I let the character grow organically, molded by his adventuring experiences. I rarely start out a 1st-level character with a prestige class already in mind, unless it's something really obvious like Red Wizard of Thay for a Thayan wizard character, and even then, if campaign events render the choice unviable or present me with a better one, I never hesitate to change my mind.
My current Living Greyhawk character, the wizard Xaylen Ambedor, is a good example of a character who grew during his adventures. Originally, I geared him for survival. His beginning feats were Toughness and Rapid Reload. In the first adventure, the party just set off a trap that dropped the boulder from Raiders of the Lost Ark into the same dead end corridor with them.
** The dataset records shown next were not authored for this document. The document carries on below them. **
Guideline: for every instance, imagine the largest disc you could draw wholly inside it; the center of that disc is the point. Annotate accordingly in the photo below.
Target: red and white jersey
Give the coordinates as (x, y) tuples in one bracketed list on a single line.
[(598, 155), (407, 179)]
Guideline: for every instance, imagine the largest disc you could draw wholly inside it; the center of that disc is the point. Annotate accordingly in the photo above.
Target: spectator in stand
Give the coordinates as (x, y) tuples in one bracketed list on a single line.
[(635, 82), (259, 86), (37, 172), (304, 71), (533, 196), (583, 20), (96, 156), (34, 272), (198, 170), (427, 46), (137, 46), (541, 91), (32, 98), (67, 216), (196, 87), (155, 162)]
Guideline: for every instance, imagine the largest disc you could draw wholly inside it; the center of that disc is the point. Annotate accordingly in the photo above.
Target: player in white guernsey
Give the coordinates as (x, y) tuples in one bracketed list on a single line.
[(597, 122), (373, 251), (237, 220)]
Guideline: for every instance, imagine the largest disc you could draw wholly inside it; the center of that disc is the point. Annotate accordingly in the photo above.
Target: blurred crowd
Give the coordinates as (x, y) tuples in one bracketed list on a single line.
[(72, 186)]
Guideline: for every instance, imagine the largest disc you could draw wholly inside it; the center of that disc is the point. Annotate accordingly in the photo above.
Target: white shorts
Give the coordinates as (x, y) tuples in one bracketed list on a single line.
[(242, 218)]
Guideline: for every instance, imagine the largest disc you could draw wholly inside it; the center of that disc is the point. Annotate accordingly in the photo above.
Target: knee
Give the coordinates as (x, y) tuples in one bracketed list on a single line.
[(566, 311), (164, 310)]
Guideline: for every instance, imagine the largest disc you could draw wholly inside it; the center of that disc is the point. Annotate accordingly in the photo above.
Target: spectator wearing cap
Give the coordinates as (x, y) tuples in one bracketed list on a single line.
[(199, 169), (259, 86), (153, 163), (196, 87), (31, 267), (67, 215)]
The DM gave us one round to prepare for the impact. Some guys went on full defense, a few healed themselves and I, with my spells extinguished and lacking in hit points, looked at my character sheet... looked at the battlemap, looked at the DM... and said "I find God."
The boulder rolled a one and missed me. Every other guy in the group was knocked in the negatives.
And now, over a year and seven character levels later, my character has finally got his first level of Divine Oracle of Boccob.
It's lovely when things work out that way. Prestige class prerequisites are pretty much the only thing I'm willing to plan out very far, and even that's just because they're pretty much necessary.